Recibido el mensaje. Balduccio Sinagra le estaba haciendo saber que había seguido el consejo transmitido a través del padre Crucillà: del homicidio de Japichinu no se diría ni una sola palabra; dejando aparte a los que él había matado, sería como si no hubiera nacido.

– Señor abogado, ¿por qué siente la necesidad de comentarme la preocupación de su amigo y cliente?

– Bueno, era para decirle que, a pesar de esta angustiosa preocupación, mi cliente y amigo ha pensado en usted.

– ¿En mí? -preguntó, estupefacto, Montalbano.

– Sí. Me ha encargado que le entregue un sobre. Dentro hay algo que le puede interesar.

– Mire, abogado, estoy a punto de irme a la cama, he tenido un día agotador.

– Lo comprendo muy bien.

Estaba hablando en tono irónico el muy hijo de puta del abogado.

– Lléveme el sobre mañana por la mañana a la comisaría.

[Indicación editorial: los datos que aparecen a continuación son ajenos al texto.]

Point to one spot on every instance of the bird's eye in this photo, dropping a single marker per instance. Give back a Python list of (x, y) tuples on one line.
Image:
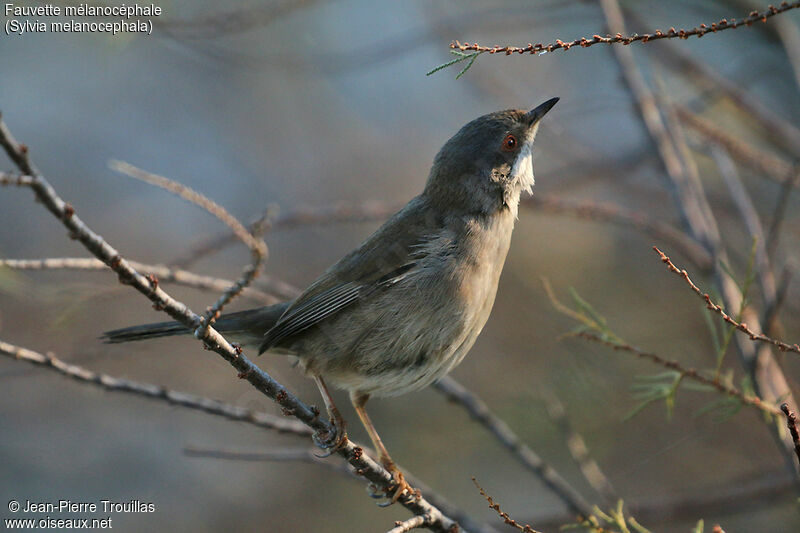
[(509, 143)]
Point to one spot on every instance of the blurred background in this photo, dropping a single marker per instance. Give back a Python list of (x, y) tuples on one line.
[(317, 104)]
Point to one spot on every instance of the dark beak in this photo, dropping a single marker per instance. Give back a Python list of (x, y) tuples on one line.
[(536, 114)]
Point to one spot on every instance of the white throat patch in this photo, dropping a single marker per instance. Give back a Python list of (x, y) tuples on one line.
[(522, 177)]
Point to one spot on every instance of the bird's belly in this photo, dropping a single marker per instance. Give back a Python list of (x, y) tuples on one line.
[(418, 338)]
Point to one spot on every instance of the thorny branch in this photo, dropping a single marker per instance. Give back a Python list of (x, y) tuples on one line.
[(579, 450), (252, 239), (407, 525), (456, 392), (760, 337), (672, 33), (378, 211), (212, 339), (162, 273), (791, 423), (764, 163), (690, 199), (525, 528)]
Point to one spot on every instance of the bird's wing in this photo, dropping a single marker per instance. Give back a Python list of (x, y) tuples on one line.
[(383, 260)]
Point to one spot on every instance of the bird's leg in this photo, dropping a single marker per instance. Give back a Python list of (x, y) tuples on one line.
[(401, 486), (331, 442)]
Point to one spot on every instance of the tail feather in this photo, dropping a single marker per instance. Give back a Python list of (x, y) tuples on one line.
[(252, 323), (143, 332)]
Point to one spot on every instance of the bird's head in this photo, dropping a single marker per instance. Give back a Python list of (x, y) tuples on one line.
[(486, 165)]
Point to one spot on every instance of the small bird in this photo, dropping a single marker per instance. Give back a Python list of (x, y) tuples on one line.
[(404, 308)]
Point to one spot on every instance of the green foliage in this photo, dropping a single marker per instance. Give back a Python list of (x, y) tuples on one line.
[(600, 521), (650, 389), (664, 386), (460, 57)]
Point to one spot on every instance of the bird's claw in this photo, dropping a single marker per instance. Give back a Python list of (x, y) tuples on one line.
[(331, 441), (399, 488)]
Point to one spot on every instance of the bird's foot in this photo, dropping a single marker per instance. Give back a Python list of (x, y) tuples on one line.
[(331, 441), (399, 487)]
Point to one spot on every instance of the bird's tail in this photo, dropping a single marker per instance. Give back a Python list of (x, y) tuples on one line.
[(253, 322)]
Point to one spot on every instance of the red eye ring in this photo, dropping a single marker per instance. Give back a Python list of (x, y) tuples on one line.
[(509, 143)]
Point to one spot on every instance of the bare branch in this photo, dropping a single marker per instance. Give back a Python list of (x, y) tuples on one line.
[(690, 373), (303, 216), (791, 423), (456, 392), (578, 449), (615, 214), (256, 244), (163, 273), (156, 392), (412, 523), (672, 33), (789, 34), (305, 455), (759, 361), (763, 163), (754, 336), (786, 134), (779, 213), (506, 518), (749, 215), (364, 465)]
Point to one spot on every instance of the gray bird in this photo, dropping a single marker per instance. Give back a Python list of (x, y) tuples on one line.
[(404, 308)]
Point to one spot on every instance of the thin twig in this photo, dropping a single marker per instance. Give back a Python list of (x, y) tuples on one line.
[(162, 273), (191, 196), (779, 213), (300, 217), (749, 215), (238, 20), (456, 392), (578, 449), (407, 525), (505, 516), (690, 373), (789, 35), (156, 392), (763, 163), (304, 455), (754, 336), (672, 33), (786, 134), (365, 465), (772, 309), (758, 360), (791, 423), (615, 214), (253, 241)]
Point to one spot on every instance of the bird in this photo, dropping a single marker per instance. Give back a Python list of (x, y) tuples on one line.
[(403, 308)]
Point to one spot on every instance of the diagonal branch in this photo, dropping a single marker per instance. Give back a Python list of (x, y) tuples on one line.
[(456, 392), (250, 238), (619, 38), (213, 340), (163, 273), (753, 335), (759, 361)]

Buenas noches.

Y colgó. Regresó a la galería, pero lo pensó mejor. Entró de nuevo en la sala, descolgó el auricular del teléfono y marcó un número.

– Livia, cariño, ¿cómo estás?

Al otro lado del teléfono sólo se oía silencio.

– ¿Livia?

– Dios mío, Salvo, ¿qué te ocurre? ¿Por qué me llamas?

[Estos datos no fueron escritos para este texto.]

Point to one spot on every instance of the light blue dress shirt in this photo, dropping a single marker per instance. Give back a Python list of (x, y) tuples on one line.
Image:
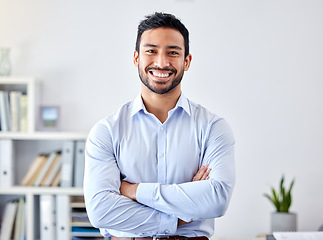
[(133, 145)]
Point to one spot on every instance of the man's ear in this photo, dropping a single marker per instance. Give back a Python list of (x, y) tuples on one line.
[(188, 60), (135, 58)]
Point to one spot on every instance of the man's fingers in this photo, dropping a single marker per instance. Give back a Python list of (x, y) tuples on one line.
[(202, 173)]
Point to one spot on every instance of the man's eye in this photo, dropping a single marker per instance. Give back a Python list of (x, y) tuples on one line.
[(173, 53)]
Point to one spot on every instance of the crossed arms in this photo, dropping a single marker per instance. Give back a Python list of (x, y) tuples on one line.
[(159, 208)]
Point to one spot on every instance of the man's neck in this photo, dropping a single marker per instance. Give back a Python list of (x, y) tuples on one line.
[(160, 104)]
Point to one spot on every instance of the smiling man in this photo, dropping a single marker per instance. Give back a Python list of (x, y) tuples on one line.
[(162, 166)]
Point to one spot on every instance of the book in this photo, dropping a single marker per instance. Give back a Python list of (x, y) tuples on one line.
[(56, 181), (8, 220), (4, 111), (33, 170), (62, 217), (67, 164), (49, 162), (14, 97), (47, 217), (79, 163), (6, 163), (56, 168), (24, 113), (51, 169), (85, 232), (19, 232)]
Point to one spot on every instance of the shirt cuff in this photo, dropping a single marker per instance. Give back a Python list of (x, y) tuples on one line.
[(145, 195)]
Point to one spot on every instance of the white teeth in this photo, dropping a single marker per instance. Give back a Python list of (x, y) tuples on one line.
[(160, 74)]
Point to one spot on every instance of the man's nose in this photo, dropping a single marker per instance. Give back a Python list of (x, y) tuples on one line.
[(161, 61)]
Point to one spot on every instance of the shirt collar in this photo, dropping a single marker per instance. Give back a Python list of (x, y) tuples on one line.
[(138, 105)]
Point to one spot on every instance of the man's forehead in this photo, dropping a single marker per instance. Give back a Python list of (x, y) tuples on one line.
[(162, 37)]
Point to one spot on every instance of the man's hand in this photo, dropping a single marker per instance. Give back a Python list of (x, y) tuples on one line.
[(202, 174), (129, 190)]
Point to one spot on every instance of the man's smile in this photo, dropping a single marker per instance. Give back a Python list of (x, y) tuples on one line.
[(160, 73)]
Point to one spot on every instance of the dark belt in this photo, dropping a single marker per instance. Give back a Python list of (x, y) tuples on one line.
[(159, 238)]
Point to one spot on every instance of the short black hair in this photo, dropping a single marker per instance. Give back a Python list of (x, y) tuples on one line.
[(159, 19)]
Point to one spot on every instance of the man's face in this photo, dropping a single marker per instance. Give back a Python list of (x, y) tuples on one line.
[(161, 59)]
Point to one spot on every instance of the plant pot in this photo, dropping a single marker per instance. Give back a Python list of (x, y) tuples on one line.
[(283, 222)]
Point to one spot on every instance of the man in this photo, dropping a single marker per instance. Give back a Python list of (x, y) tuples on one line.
[(162, 165)]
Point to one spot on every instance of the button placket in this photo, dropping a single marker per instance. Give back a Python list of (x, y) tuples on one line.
[(161, 148)]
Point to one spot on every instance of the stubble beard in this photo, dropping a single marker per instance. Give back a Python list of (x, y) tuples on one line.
[(145, 80)]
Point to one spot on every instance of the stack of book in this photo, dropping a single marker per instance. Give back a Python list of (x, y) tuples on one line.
[(13, 111), (45, 170), (80, 224), (64, 168), (13, 221)]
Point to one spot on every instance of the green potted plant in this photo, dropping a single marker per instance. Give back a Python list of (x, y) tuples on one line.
[(282, 219)]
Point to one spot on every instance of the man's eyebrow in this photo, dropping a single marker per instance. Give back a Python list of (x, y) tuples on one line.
[(174, 47), (156, 46), (150, 45)]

– ¿Y por qué no tendría que llamarte?

– Porque tú sólo me llamas cuando tienes algún problema.

– ¡Vamos, mujer!

– No, no, es así. Si no tienes problemas, siempre soy yo la que te llama primero.

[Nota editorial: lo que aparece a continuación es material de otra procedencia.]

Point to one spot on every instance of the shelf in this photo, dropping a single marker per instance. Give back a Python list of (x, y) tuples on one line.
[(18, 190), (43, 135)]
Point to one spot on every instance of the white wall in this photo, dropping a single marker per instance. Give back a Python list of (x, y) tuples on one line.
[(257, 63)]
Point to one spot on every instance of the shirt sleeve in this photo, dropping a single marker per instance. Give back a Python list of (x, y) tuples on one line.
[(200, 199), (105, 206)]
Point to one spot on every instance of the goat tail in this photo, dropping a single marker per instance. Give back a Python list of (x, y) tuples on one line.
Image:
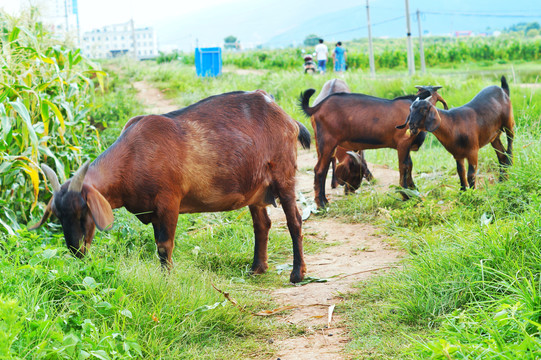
[(304, 102), (304, 136), (505, 86)]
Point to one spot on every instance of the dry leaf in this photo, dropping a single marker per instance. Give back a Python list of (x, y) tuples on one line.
[(275, 311)]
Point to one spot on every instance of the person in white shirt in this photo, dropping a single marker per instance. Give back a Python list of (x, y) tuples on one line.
[(321, 54)]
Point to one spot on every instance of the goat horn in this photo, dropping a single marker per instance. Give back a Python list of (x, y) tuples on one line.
[(356, 156), (51, 175), (76, 183)]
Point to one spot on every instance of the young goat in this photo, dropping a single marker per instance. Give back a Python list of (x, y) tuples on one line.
[(222, 153), (358, 122), (466, 129), (352, 166)]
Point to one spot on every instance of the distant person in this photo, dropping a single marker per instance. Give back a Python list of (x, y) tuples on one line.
[(322, 52), (339, 57)]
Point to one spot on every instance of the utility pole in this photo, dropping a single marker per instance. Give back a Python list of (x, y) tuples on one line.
[(411, 59), (134, 43), (370, 50), (421, 49)]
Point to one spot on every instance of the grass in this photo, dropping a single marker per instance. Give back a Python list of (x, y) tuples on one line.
[(469, 287)]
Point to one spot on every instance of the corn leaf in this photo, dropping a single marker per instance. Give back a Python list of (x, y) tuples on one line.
[(59, 116), (44, 109), (34, 176), (14, 34), (23, 112), (8, 228)]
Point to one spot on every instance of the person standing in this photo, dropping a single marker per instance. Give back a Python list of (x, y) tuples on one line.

– De acuerdo, tienes razón, perdóname.

– ¿Qué me querías decir?

– Que he estado reflexionando mucho acerca de nuestra relación.

Livia, Montalbano lo percibió con toda claridad, contuvo la respiración. Pero no dijo nada. Montalbano añadió:

– Me he dado cuenta de que nos peleamos muy a menudo y de buen grado. Como una pareja casada desde hace años que sufre el desgaste de la convivencia. Pero lo más gracioso es que nosotros no convivimos.

– Sigue -dijo Livia con un hilillo de voz.

– Entonces me he dicho: ¿por qué no lo empezamos todo desde el principio?

– No te entiendo. ¿Qué quieres decir?

– Livia, ¿qué te parecería si nos hiciéramos novios?

– ¿No lo somos?

– No. Estamos casados.

– Vale. ¿Y cómo se empieza?

– Así: te quiero, Livia. ¿Y tú?

– Yo a ti también. Buenas noches, cariño.

– Buenas noches.

Ahora se podría comer la caponatina sin temor a recibir otras llamadas.